The CC teaches sins are forgiven at confession but there is still a punishment attached to the sin that must somehow be paid. There is, however, a pool of rewards other Catholics have gained. It is possible to draw from this pool to have one’s punishment erased, partially or completely. This is called an indulgence. Most indulgences are partial payment, but a ‘plenary’ indulgence is a complete compensation.
If a Catholic dies without having his punishment paid for, he will go to purgatory where he will suffer sufficient punishment. Only Catholics believe in purgatory. Purgatory is much like hell, only the stay is temporary, not permanent. A Catholic on earth can earn an indulgence on behalf of a Catholic in purgatory to shorten his stay, or even earn a plenary indulgence on his behalf to get him out immediately.
In the early days of the CC the punishment (penance) for sin was very severe and had to be paid before the absolution (discharge, release) of the sin. A man commits adultery and confesses his sin to a priest. The priest might give him a penance of bread and water fastings for ten years and make him wear a sackcloth and stand in front of the church every Sunday morning. After ten years the punishment was paid and the sin absolved.

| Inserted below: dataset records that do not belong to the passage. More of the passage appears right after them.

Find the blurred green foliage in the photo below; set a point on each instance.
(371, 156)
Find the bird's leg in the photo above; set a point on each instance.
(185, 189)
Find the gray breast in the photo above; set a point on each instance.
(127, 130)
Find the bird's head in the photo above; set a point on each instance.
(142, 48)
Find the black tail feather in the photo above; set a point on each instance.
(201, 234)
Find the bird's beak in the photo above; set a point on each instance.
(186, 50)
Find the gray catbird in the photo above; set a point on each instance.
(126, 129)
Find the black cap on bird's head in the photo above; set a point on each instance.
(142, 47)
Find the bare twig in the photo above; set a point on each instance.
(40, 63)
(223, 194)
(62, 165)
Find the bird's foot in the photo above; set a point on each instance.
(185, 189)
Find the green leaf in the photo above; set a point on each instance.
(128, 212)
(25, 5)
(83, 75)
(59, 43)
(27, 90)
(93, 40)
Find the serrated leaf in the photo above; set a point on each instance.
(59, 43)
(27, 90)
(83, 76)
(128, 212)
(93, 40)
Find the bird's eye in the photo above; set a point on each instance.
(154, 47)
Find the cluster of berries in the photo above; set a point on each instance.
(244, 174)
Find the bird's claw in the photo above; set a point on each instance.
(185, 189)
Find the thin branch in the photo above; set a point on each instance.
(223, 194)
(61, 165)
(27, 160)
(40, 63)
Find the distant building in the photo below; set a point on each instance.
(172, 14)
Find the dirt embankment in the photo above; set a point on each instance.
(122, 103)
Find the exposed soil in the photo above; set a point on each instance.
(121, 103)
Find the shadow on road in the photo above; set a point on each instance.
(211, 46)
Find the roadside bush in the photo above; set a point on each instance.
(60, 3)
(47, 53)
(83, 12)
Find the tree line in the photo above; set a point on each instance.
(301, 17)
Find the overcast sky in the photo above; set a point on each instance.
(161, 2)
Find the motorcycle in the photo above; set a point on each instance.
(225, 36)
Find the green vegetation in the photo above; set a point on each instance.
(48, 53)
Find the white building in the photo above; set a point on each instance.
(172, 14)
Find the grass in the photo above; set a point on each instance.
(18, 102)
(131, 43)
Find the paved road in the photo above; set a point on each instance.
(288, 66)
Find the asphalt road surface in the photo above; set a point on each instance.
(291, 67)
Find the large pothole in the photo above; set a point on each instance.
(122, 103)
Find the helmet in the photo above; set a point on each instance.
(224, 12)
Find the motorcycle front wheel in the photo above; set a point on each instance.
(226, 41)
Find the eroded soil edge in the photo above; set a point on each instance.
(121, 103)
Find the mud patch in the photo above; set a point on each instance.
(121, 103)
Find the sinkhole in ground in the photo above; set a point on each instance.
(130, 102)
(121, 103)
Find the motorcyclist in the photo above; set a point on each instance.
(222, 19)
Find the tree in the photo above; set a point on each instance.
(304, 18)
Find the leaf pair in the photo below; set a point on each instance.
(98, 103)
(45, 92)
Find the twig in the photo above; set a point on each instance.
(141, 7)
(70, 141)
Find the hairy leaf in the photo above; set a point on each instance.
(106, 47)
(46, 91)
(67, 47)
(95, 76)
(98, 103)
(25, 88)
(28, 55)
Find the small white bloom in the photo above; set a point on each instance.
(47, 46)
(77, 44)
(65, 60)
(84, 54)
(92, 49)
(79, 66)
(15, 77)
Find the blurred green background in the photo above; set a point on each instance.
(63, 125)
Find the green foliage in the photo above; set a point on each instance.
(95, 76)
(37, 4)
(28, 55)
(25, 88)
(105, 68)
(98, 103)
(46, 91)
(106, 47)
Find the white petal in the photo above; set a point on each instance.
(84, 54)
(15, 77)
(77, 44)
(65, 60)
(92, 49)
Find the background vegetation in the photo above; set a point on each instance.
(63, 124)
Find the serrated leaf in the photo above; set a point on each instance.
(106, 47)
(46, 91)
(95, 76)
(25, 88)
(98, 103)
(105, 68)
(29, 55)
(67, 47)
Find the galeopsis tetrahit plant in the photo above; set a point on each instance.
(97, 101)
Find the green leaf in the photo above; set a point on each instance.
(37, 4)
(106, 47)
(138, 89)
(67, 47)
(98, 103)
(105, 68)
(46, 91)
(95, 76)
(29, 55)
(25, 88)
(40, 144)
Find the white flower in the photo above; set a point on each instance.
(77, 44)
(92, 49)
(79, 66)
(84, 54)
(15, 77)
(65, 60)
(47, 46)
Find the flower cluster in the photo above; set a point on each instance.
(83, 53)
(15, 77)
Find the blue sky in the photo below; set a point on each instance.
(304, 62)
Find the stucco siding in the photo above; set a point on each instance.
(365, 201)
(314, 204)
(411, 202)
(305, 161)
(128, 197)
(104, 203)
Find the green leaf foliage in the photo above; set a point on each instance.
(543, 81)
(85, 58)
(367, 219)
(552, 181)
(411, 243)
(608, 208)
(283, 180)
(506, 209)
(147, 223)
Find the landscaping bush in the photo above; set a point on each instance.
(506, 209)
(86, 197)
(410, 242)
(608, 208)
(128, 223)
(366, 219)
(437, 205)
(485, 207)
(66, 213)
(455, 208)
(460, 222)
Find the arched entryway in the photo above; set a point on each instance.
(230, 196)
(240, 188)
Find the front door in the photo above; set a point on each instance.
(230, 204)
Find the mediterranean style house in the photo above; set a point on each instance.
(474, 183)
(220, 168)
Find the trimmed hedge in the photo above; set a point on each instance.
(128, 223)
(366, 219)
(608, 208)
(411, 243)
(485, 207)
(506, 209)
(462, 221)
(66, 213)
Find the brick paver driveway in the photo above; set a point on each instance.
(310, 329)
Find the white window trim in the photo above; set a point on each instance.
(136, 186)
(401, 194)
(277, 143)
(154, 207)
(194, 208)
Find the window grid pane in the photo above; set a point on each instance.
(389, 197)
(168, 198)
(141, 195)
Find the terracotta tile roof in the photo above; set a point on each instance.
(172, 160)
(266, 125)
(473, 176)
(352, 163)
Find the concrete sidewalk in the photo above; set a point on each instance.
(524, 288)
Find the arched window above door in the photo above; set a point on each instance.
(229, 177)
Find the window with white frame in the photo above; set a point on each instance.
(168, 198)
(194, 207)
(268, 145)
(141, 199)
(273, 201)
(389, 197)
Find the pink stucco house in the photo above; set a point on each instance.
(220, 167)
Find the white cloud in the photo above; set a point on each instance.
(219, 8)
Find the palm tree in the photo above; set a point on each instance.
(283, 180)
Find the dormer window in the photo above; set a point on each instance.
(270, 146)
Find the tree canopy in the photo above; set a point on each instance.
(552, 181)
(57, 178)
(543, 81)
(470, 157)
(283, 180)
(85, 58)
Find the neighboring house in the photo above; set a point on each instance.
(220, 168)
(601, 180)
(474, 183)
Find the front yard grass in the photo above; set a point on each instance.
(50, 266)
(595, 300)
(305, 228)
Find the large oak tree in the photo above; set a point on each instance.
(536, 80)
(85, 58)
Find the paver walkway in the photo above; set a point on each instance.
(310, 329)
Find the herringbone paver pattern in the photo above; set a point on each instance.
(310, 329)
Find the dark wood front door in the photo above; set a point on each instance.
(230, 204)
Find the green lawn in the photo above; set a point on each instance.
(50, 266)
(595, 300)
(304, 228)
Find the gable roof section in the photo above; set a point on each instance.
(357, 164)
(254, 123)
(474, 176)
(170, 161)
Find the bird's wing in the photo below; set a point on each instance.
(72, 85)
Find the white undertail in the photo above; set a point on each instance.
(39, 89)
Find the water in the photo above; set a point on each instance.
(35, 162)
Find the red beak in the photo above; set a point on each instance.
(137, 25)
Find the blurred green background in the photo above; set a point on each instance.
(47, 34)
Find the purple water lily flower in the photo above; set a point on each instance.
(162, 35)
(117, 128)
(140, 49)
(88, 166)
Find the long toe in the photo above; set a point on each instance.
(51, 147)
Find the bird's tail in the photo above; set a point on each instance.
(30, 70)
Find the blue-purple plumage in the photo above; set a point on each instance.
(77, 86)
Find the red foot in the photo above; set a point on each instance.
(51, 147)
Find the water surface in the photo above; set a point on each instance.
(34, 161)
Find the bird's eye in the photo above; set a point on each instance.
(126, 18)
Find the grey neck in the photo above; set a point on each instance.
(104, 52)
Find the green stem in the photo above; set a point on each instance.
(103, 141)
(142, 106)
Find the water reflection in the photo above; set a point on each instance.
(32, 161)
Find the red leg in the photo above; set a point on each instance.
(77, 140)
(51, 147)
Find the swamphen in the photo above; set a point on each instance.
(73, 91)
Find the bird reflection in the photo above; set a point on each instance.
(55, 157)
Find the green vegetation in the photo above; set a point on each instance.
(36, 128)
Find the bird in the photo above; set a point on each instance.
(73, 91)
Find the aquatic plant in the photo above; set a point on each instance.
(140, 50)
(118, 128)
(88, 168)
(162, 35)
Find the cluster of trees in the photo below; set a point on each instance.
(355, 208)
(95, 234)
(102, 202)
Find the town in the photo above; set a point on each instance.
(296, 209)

Because of the severity of punishment some waited until they were dying before confessing their sins. (This was risky; if death arrived before the priest the Catholic would go to hell.) It was customary to be absolved of their sins immediately, without penance, since they were about to die anyhow. But how could the punishment for sins be paid if not in this life? The answer, the Catholic theologians decided, was purgatory.
But nobody wants purgatory; it is almost as bad as hell itself. Thus the indulgence. With indulgences one can build up an account and, hopefully, at the end of one’s life everything will balance and the contrite sinner will go straight to heaven. And with a plenary indulgence one’s entire punishment for all sins is paid in full.
One way to earn a plenary indulgence, in the middle centuries, was to fight in a Crusade. A Catholic today can earn one by going to see a visiting pope (thus the large crowds).
Another way of getting indulgences, back in the middle century, was to simply buy them from the CC. This helped pay for the many European Catholic cathedrals and priceless artwork. It also led to the ascent of Martin Luther’s Reformation. The pope wasn’t as aggravated at Luther’s “justification by faith” as he was the affliction of his treasury caused by Luther’s criticism of selling indulgences. In the sixteenth century one could purchase either a “confessional letter” or a certificate in which he could sign his name. Both assured the purchaser he would never have to go to purgatory.
PROBLEMS WITH INDULGENCES
1. There is no such place as purgatory. Jesus taught heaven and hell, not purgatory. The repentant sinner on the cross went immediately to paradise, not purgatory.
2. The Bible teaches when one comes to Christ for forgiveness, He forgives and forgets. Those sins are forever washed away by the blood of the Lamb, “the lamb of God who takes away the sin of the world.”
3. Indulgences, as defined by the CC, do not exist. The selling of indulgences should prove to the most ardent Catholic that Catholicism could not be true.